34-latek usłyszał aż 23 zarzuty kradzieży. Mężczyzna, zanim zatrzymała go policja, okradał lubińskie markety i drogerie. Pakował towar do koszyka i wychodził ze sklepu za nic nie płacąc.
– Policjanci wydziału kryminalnego lubińskiej komendy zajmowali się sprawą kradzieży, do których doszło w kilku marketach i drogeriach na terenie miasta. Operacyjne działania kryminalnych doprowadziły do zatrzymania 34-latka, wielokrotnie przewijającego się w policyjnej kartotece – mówi asp. szt. Sylwia Serfin, oficer prasowy lubińskiej policji.
Mężczyzna wchodził do sklepu, brał towar z półki, wkładał do koszyka lub reklamówki i nie płacąc wychodził. Ukradł w ten sposób drogi alkohol, pościel, szczoteczki do zębów, suszarki do włosów i wiele innych przedmiotów, w tym odzież i żywność. Łączne spowodował straty na kwotę prawie 22 tys. zł.

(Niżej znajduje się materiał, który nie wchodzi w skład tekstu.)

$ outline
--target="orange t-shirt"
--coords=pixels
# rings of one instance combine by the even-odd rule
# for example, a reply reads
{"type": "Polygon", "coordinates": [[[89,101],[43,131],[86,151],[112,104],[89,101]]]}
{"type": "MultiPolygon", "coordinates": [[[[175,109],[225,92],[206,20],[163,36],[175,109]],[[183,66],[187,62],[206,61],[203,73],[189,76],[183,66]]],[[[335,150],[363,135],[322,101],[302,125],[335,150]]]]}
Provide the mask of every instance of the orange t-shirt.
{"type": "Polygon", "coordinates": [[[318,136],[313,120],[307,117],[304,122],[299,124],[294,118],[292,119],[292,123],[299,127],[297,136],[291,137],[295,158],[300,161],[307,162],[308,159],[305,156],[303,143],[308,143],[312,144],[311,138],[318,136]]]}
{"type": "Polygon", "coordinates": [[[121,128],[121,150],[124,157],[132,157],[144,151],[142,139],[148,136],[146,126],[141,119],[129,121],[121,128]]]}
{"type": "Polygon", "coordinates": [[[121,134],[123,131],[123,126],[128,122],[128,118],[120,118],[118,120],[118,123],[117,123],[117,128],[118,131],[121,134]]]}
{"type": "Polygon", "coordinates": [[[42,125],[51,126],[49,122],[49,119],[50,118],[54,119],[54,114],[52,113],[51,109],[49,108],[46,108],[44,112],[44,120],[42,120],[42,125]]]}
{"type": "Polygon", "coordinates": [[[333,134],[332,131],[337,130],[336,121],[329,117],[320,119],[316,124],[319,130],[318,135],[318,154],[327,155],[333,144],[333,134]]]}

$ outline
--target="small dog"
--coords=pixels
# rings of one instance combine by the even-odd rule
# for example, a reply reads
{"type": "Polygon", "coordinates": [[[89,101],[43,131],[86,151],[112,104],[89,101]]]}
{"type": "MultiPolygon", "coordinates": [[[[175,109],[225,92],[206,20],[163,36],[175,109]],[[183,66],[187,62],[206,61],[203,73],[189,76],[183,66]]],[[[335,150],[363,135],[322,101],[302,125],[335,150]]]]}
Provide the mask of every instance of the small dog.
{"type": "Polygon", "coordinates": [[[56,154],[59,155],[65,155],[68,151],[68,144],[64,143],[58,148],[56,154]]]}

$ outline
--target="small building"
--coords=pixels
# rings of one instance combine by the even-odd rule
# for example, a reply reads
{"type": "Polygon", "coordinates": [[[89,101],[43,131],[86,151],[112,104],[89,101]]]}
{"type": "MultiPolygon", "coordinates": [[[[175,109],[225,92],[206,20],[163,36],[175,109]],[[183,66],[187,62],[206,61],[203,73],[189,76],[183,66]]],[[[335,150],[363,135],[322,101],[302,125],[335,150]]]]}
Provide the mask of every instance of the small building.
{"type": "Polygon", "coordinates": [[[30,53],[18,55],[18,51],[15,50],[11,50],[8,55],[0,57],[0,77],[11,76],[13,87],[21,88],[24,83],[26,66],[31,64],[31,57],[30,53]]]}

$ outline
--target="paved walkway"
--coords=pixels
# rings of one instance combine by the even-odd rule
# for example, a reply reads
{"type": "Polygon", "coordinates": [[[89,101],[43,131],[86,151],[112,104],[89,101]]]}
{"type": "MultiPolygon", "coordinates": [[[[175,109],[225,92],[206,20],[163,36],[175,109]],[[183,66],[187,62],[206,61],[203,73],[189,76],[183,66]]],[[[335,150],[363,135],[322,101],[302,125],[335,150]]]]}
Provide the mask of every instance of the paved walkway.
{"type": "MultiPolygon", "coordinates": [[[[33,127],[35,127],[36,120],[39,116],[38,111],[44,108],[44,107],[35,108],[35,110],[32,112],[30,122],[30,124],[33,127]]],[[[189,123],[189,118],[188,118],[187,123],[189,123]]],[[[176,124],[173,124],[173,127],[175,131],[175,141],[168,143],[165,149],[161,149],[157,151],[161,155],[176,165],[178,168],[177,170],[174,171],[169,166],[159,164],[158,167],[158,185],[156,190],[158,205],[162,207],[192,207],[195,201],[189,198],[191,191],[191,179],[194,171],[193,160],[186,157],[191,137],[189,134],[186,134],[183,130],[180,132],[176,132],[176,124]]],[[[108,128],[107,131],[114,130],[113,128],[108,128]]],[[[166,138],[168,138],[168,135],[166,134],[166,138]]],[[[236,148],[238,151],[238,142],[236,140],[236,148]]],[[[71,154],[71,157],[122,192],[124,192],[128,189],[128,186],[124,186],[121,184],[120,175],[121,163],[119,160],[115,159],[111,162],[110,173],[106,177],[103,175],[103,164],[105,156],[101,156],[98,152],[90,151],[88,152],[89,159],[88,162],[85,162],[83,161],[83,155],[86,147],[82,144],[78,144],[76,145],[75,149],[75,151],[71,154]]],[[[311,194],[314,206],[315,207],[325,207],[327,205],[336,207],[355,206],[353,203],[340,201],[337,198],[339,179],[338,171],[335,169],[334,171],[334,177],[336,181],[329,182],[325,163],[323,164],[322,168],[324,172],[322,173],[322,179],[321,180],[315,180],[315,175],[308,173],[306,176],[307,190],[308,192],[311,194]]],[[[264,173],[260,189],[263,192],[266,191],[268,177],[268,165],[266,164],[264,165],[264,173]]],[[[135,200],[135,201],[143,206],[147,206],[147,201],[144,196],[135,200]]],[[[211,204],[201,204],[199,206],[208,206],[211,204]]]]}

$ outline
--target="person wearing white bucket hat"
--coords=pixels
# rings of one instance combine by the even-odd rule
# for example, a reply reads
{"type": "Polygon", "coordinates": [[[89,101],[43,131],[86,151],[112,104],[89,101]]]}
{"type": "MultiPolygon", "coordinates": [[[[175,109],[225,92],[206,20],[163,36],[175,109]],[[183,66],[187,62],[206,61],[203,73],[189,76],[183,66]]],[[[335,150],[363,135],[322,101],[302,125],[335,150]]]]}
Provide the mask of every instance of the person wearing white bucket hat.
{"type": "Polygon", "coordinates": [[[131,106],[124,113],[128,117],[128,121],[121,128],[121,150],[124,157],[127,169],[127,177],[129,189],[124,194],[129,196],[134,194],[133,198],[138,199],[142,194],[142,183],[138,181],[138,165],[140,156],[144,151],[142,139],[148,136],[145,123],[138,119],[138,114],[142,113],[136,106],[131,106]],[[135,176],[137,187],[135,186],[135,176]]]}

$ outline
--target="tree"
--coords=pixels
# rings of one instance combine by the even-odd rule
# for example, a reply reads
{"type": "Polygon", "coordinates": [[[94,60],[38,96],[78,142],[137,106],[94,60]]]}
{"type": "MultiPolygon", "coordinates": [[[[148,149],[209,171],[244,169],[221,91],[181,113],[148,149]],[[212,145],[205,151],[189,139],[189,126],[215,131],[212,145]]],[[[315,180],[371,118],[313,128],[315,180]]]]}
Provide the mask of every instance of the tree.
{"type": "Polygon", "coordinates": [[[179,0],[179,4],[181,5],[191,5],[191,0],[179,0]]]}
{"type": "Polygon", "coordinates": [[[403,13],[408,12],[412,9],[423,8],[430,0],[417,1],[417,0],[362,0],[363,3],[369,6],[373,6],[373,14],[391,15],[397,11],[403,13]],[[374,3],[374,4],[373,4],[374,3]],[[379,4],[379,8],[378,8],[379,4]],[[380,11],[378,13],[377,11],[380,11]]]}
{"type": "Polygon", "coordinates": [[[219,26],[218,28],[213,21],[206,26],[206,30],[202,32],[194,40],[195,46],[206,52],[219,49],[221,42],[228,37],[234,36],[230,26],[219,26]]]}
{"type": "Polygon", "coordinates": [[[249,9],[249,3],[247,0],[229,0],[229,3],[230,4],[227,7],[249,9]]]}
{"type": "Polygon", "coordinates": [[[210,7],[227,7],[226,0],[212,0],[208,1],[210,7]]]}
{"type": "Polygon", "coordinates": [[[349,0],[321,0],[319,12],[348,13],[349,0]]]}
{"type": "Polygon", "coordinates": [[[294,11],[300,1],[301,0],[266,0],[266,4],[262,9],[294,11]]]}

– Śledczy przesłuchali już 34-latka. Zebrane dowody pozwoliły na przedstawienie mu aż 23 zarzutów kradzieży. Podejrzany był już w przeszłości notowany za przestępstwa kryminalne. O dalszym losie mężczyzny zdecyduje teraz sąd. Za kradzieże, których się dopuścił, może mu grozić kara nawet do 5 lat więzienia – dodaje aspirant sztabowy Serafin.